Activas y contemplativas. En el Evangelio de Lucas se cuenta que Jesús visitó la casa de dos hermanas, Marta y María, y mientras una (Marta) iba de acá para allá haciendo las tareas del hogar, esforzándose en ser buena anfitriona, la otra, María, se sentó a los pies del invitado de honor y lo escuchó hablar. Para la tradición cristiana, Marta y María simbolizan la vida activa y la vida contemplativa. Históricamente, teólogos y comentadores han estado de acuerdo en que, de las dos, María es quien está más cerca de Dios. A comienzos del siglo XIV, sin embargo, el místico y predicador Meister Eckhart, oriundo de la tierra de las beguinas y contemporáneo de la edad de oro de los beguinajes, trastocó esta lectura al afirmar que María se sienta para aprender de Jesús e incorporar la verdad en su corazón, pero Marta, que ya ha encontrado el camino, se dedica a realizar la obra de Dios en el mundo. “En la vida está el conocimiento más noble”, dice Eckhart en uno de sus sermones, y agrega que el objetivo último es vivir “junto a las cosas y no en las cosas”. Cada beguina era Marta y María, un compás con un pie firme en la contemplación y otro activo en el mundo orbitando el centro, emulando el movimiento divino y trazando la figura que mejor lo representa, la circunferencia.
Amores y erotismo. Activas en el mundo, las beguinas eran también intelectuales versátiles con una enorme libertad para empaparse de la cultura vernácula. En el siglo XIII, una de ellas, Hadewijch de Brabante, gran conocedora de la poesía profana, escribió cartas y poemas que expresan un deseo exasperado, casi insoportable, de fundirse con lo divino en un lenguaje atravesado de referencias al amor cortés. El de Hadewijch es un misticismo hipersensorial basado en el concepto de “amor” (minne). Minne es un término que proviene del léxico del amor cortés (los Minnesänger eran los trovadores). Como sucedería unos siglos más tarde en la poesía de Santa Teresa de Avila y de San Juan de la Cruz, en la obra de Hadewijch el amor sacro y el amor profano se entrelazan y se confunden en una sugestiva danza de erotismo y espiritualidad. La beguina habla de una experiencia epifánica originaria que tuvo a la edad de 10 años y en la que se le reveló minne. Minne no es un objeto, sino una experiencia, y deja como secuela algo que Hadewijch llama orewoet, una especie de furor, el deseo desenfrenado por el otro (en este caso, Dios), que se intensifica cuando el otro simultáneamente es y no es pasible de ser poseído plenamente. Este furor, que en palabras de Hadewijch, consume el corazón y hace arder las entrañas, se apodera de la persona con tal intensidad que pone en riesgo su estabilidad emocional y su salud física. La vida se vuelve así un afán constante, y profundamente melancólico, de sentir a ese otro. Las ocasiones en que se accede a esta experiencia son rarísimas, y el místico las debe aprovechar. Hadewijch llama a esto ghebruken, el gozo en la posesión, que es efímero pero transfigurador. Ghebreken, en cambio, es el deseo de gozo, la carencia, el anhelo descarnado, similar al anhelo del amante no correspondido. La vida del místico es un constante sube y baja emocional, un eterno retorno, un bucle infinito. Muchas beguinas fueron místicas. Beatriz de Nazareth, Agnes Blannbekin, Matilde de Magdeburg y María de Oignies vivieron entregadas al rezo y a la penitencia. Sus vidas, salpicadas de raptos extáticos y violentos altibajos espirituales, quedaron registradas en cartas, visiones, poemas y testimonios de terceros.

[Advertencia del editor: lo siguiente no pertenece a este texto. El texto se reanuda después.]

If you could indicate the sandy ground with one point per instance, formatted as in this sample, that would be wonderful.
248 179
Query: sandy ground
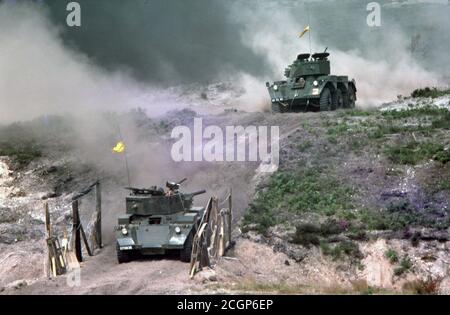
252 267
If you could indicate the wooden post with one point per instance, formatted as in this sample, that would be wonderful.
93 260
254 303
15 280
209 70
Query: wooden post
85 241
230 215
48 226
98 226
76 230
47 262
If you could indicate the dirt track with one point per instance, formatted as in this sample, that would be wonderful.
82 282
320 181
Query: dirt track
102 274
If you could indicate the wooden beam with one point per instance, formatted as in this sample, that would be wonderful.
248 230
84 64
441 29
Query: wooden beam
48 225
85 241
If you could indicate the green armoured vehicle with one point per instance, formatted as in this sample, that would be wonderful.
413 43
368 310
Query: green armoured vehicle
309 86
158 222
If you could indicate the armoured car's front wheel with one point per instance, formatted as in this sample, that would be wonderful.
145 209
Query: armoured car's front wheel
326 100
186 252
123 256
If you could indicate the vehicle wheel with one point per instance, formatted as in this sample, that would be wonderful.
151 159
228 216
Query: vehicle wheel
326 100
351 97
276 108
123 256
339 100
186 252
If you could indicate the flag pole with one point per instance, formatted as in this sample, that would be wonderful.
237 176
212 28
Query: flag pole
125 154
309 32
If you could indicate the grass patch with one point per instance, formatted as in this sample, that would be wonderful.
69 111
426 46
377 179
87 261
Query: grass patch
340 250
414 152
302 147
405 266
392 256
22 152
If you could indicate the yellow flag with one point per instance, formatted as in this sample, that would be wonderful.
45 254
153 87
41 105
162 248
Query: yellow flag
304 31
119 148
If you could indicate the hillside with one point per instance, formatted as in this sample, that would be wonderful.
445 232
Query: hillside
360 203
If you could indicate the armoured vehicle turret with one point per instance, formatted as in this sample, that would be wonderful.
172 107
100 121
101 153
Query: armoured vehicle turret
310 86
158 222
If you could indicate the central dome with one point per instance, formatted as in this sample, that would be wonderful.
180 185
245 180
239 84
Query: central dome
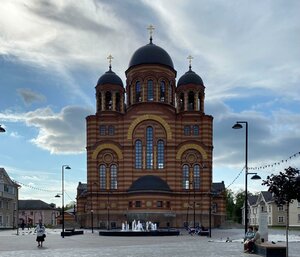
151 54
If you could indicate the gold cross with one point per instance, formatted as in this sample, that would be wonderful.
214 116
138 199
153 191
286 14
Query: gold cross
190 58
110 59
151 29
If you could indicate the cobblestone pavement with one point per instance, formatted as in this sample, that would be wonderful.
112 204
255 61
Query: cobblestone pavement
91 244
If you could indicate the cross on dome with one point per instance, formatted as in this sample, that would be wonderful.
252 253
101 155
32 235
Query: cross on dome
151 29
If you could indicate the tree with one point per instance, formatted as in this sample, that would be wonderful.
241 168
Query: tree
285 188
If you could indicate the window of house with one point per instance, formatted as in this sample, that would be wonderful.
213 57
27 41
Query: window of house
102 174
138 154
102 130
162 91
113 177
138 90
111 130
197 176
150 93
149 148
191 101
138 204
196 130
185 177
160 154
187 130
159 204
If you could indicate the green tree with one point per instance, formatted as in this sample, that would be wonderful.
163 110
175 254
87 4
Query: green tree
285 188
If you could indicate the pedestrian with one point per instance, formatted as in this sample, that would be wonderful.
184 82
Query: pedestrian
40 233
255 240
248 236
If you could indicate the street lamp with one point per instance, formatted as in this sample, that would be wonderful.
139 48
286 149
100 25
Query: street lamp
2 129
63 167
239 126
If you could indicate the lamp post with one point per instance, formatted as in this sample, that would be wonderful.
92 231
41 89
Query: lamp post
63 167
2 129
239 126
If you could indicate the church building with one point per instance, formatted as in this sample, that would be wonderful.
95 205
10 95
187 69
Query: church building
150 148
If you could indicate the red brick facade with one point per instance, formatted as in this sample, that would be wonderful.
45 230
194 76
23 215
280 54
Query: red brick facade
151 158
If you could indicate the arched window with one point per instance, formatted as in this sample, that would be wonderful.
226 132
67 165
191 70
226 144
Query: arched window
102 175
197 176
149 148
196 130
138 154
162 91
150 93
170 93
160 154
108 101
113 177
185 177
111 130
191 101
181 102
138 92
118 102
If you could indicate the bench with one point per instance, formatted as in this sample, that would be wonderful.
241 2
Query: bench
270 250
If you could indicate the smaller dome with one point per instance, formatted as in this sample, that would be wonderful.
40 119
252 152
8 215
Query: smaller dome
110 77
149 183
190 77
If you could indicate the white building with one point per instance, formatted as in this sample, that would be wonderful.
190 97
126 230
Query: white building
8 201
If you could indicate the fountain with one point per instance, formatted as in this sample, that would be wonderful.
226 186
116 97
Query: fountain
137 229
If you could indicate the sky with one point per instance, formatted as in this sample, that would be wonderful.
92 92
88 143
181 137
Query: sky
52 54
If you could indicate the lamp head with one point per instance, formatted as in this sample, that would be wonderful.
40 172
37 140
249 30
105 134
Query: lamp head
255 177
237 126
2 129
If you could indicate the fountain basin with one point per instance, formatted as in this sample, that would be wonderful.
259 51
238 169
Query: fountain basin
160 232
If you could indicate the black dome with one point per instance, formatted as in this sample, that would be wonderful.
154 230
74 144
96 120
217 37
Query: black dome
151 54
190 77
149 183
110 77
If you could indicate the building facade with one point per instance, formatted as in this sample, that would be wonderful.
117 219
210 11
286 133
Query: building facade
31 211
149 149
8 201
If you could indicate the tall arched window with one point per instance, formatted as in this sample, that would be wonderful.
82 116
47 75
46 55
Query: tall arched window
138 92
149 148
185 177
191 101
150 93
181 102
162 91
108 101
197 176
113 177
102 175
138 154
160 154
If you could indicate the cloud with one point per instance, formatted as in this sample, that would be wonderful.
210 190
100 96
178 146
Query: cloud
58 133
29 97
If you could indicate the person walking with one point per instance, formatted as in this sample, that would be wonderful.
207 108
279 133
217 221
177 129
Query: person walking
40 233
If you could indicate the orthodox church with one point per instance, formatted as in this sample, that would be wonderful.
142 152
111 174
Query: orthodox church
149 148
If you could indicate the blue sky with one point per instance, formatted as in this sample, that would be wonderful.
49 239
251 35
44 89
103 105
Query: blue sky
53 52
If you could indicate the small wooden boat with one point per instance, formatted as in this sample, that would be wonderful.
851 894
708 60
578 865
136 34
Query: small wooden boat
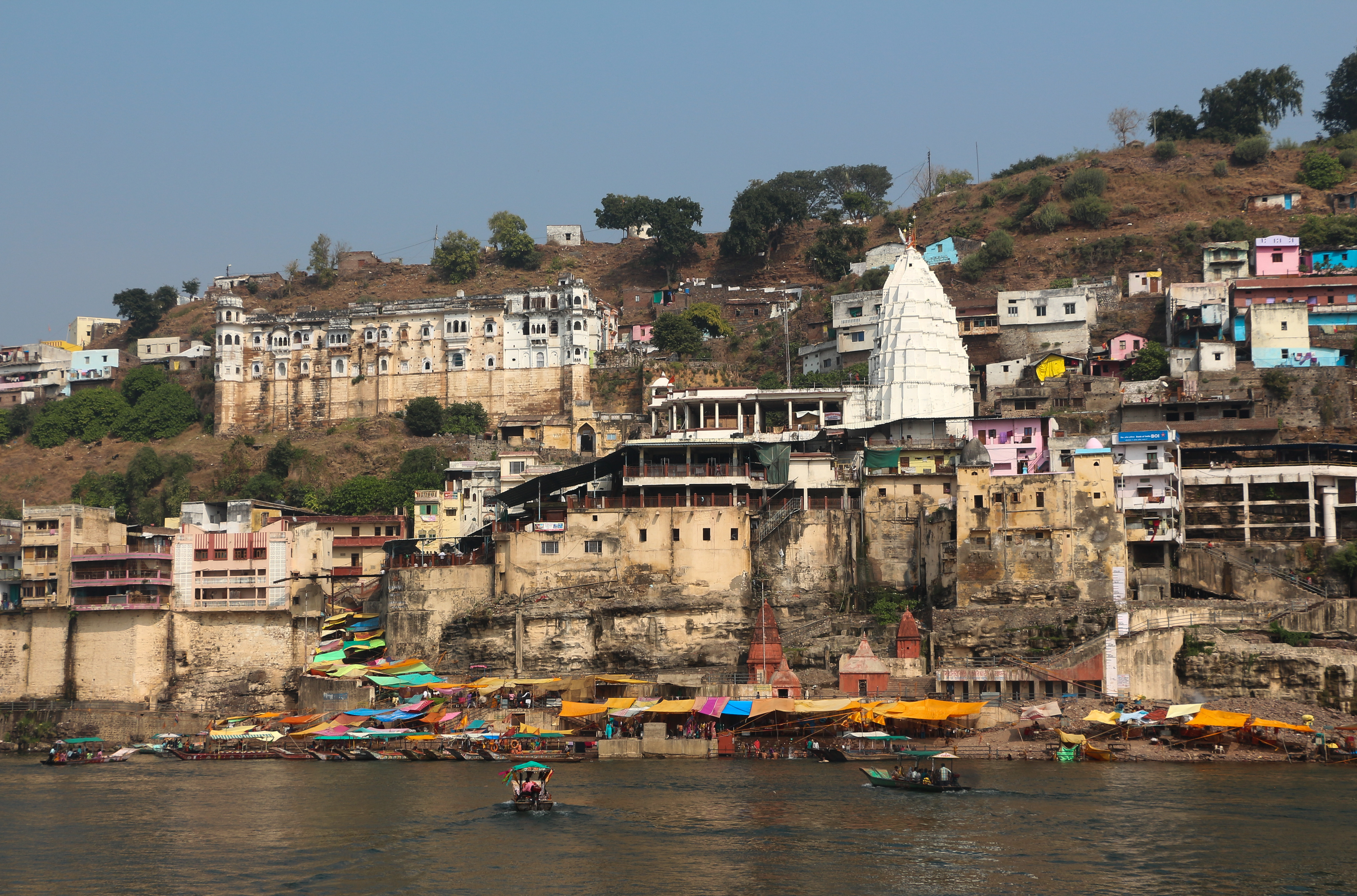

Revolución pedagógica. La verdadera revolución de las beguinas, sin embargo, fue pedagógica. Los beguinajes eran, a fin de cuentas, centros educativos en los que se impartía conocimiento teórico y práctico. En ellos, mujeres de todas las edades aprendían a leer y escribir, y se formaban en diversos oficios. Generaciones y generaciones de mujeres alfabetizadas y autosuficientes son el legado más duradero de esta asociación laica. Cinco siglos después del auge de las beguinas, otra educadora, Mary Wollstonecraft, en su Vindicación de los derechos de la mujer (1792), sostuvo que, para que se realizase el proyecto iluminista de libertad e igualdad entre los hombres, las mujeres debían tener acceso igualitario a la educación. En muchas partes del mundo esto todavía es una quimera.